Plaisance spent 15 years as a newspaperman in Florida, Virginia, and New Jersey (the Trentonian). He said that in the case of BuzzFeed, the fact that no other news outlet could match the story presents problems.

“We need to rethink how we see political news. Maybe it’s not worth our time if we haven’t verified it ourselves,” he said.

BuzzFeed News is no fly-by-night shop. It was a Pulitzer finalist last year for international reporting. And, in the spirit of withholding judgment, its Cohen story, which it is standing by, might yet prove to be on point, if wrong in some details.

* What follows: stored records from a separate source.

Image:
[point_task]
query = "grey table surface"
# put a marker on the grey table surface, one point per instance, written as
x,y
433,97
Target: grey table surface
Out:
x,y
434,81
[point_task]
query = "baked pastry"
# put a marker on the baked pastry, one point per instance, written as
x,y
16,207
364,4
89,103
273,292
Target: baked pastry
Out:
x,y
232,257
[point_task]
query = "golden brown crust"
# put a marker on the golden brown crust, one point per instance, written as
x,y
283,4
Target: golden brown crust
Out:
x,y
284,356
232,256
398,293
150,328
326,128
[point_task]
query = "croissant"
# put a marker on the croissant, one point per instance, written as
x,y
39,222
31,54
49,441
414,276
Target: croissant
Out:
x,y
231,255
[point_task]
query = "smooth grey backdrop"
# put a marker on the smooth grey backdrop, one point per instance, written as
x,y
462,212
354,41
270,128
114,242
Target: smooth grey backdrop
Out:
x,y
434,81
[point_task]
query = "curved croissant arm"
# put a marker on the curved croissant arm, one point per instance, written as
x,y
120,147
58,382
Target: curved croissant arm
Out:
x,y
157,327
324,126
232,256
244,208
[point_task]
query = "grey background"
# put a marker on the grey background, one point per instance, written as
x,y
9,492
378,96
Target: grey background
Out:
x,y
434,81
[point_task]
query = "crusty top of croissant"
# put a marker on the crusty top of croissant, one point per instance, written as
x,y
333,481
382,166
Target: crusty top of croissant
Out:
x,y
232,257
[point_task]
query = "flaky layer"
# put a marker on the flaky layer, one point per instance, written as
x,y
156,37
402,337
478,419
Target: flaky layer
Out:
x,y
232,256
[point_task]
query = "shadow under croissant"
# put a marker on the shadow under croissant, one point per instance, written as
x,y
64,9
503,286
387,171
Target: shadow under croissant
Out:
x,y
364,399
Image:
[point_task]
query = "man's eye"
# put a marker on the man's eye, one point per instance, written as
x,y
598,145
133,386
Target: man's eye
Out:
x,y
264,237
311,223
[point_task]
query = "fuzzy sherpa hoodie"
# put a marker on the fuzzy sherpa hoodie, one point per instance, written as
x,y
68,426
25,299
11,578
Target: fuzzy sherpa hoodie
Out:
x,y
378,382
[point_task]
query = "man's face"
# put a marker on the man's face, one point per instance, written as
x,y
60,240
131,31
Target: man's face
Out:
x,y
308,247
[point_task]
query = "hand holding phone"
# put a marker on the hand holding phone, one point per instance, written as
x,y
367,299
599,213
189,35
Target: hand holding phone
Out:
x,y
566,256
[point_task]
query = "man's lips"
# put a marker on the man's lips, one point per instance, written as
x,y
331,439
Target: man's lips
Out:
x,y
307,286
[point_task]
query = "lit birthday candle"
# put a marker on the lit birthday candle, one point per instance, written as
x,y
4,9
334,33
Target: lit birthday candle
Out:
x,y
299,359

Still, Plaisance is right regarding other media. If you can’t match it, don’t rehash it.

Brendan Nyhan of the University of Michigan’s Gerald R. Ford School of Public Policy, who specializes in politics and media and is a contributor to “The Upshot” at the New York Times, agrees.

He, too, sees problems in rushing the news: “It’s fair to say unverified claims of whatever sort are too often amplified too far, too fast. … People who care about the media’s role in a democracy should be concerned about breaking news without time to assess its veracity.”

Two years ago this month, I wrote that Trump took office fighting with the media over the size of his inauguration crowd. It was an inauspicious start that set the stage for a tug-of-war over America’s trust.

Two years later, that war goes on, and one could argue no one’s winning.

Yes — despite instances, such as the BuzzFeed flap and MAGA kids — national surveys show trust in media growing since Trump took office.

But Gallup’s latest poll on media, released last October, shows only 45 percent of Americans have a great deal or fair amount of trust in mass media.

That’s a big improvement from an all-time low of 32 percent in 2016. But Gallup polling puts Trump’s approval rating last October at 44 percent, basically tied with media.

At the start of this month, Trump was at 37 percent. Unclear where media is.

What is clear is that the war continues at a time when media’s most valuable aspects, serving as watchdog and holding power accountable, are especially needed.

It won’t surprise you that I believe journalism — real journalism, measured and verifiable, whose job it is to get the public as close to the truth as possible — is more important than any politician (or president), whose job it is to push policies and win elections.

Just don’t confuse all mass media or social media with real journalism. Because even if the latter is sometimes flawed, it is almost never fake.